This article explains how facial recognition is utilized to maintain the integrity and security of online exams. Here’s how everything currently operates.
Equipment Check #
At this stage, a photo of the student is captured. For first-time sessions, this photo is stored in the student’s profile for future comparisons with subsequent session photos.
Exam Phase #
During the examination itself, facial recognition and comparison are facilitated by specific metrics and the “Verify” parameter:
Face Visibility – Face invisible or not looking into the camera (c2) #
This operates in real-time on the front-end, checking every 10 seconds. It may trigger a false positive if the student wears glasses or there is glare.
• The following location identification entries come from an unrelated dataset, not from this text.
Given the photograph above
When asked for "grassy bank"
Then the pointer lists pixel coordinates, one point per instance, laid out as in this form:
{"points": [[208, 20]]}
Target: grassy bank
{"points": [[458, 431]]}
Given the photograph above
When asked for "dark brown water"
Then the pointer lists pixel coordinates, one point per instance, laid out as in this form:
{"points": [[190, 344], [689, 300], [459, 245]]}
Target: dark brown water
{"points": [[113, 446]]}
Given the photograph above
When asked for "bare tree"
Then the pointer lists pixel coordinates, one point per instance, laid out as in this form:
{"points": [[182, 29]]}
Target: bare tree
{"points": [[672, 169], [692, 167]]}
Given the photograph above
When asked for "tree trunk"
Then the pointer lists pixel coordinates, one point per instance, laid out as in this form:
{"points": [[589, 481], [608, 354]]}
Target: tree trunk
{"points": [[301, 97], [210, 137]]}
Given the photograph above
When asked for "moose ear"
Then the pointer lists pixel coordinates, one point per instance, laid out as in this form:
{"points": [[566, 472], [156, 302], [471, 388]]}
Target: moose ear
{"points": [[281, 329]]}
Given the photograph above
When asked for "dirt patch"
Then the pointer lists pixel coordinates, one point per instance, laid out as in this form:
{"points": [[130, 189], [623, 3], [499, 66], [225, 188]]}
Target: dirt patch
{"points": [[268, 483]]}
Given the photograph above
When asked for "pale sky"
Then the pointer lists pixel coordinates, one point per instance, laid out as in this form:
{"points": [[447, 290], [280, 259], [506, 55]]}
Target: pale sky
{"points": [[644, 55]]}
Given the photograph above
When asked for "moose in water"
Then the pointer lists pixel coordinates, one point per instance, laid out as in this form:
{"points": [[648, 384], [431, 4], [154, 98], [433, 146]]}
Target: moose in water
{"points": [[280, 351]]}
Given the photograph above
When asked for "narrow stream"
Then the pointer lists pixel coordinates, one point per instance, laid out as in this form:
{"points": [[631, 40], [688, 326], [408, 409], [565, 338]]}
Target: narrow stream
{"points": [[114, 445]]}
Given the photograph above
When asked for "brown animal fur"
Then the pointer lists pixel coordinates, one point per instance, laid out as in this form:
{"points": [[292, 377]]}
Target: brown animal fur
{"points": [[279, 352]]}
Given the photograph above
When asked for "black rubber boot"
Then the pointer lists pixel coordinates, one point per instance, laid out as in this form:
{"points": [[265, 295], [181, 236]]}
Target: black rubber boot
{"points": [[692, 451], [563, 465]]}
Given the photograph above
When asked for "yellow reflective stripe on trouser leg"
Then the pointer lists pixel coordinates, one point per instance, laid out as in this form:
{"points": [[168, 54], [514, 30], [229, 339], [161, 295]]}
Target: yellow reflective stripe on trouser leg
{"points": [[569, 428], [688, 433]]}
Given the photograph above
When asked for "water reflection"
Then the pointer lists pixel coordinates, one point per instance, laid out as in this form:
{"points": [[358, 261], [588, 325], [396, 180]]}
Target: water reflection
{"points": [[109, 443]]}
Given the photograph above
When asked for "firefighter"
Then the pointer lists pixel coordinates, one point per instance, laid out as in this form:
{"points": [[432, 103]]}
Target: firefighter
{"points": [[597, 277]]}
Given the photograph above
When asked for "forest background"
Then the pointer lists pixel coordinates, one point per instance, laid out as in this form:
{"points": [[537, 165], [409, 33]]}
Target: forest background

Multiple Faces – Several faces in front of the camera (c3) #
Also real-time on the front-end, checking every 10 seconds. This metric triggers when it detects more than one face in the frame.
Profile Mismatch – Face does not match the profile (c4) #
Indicates when the detected face does not match the stored profile in case of the first session. Otherwise, it compares to the first photo of the session. Checking every 60 seconds, operates on the back-end.
Similar Profile – Found a similar profile (c5) #
Detects if a closely matching profile exists. This metric compares the profile photo of the current participant with other profiles. Checking every 60 seconds, operates on the back-end.
The “Verify” Parameter #
The “Verify” parameter reflects its outcome in the session list. It compares live session photos with the student’s profile image. Unlike c4, which strictly compares live photos with the initial session image, “Verify” assesses live photos against the profile image throughout the session.
In summary, these facial recognition checks ensure that online exams are secure and fair. By regularly comparing photos, the system detects issues like face visibility, multiple faces, and profile mismatches. The “Verify” parameter continuously checks the student’s identity throughout the exam. This method helps maintain trust and integrity in online testing.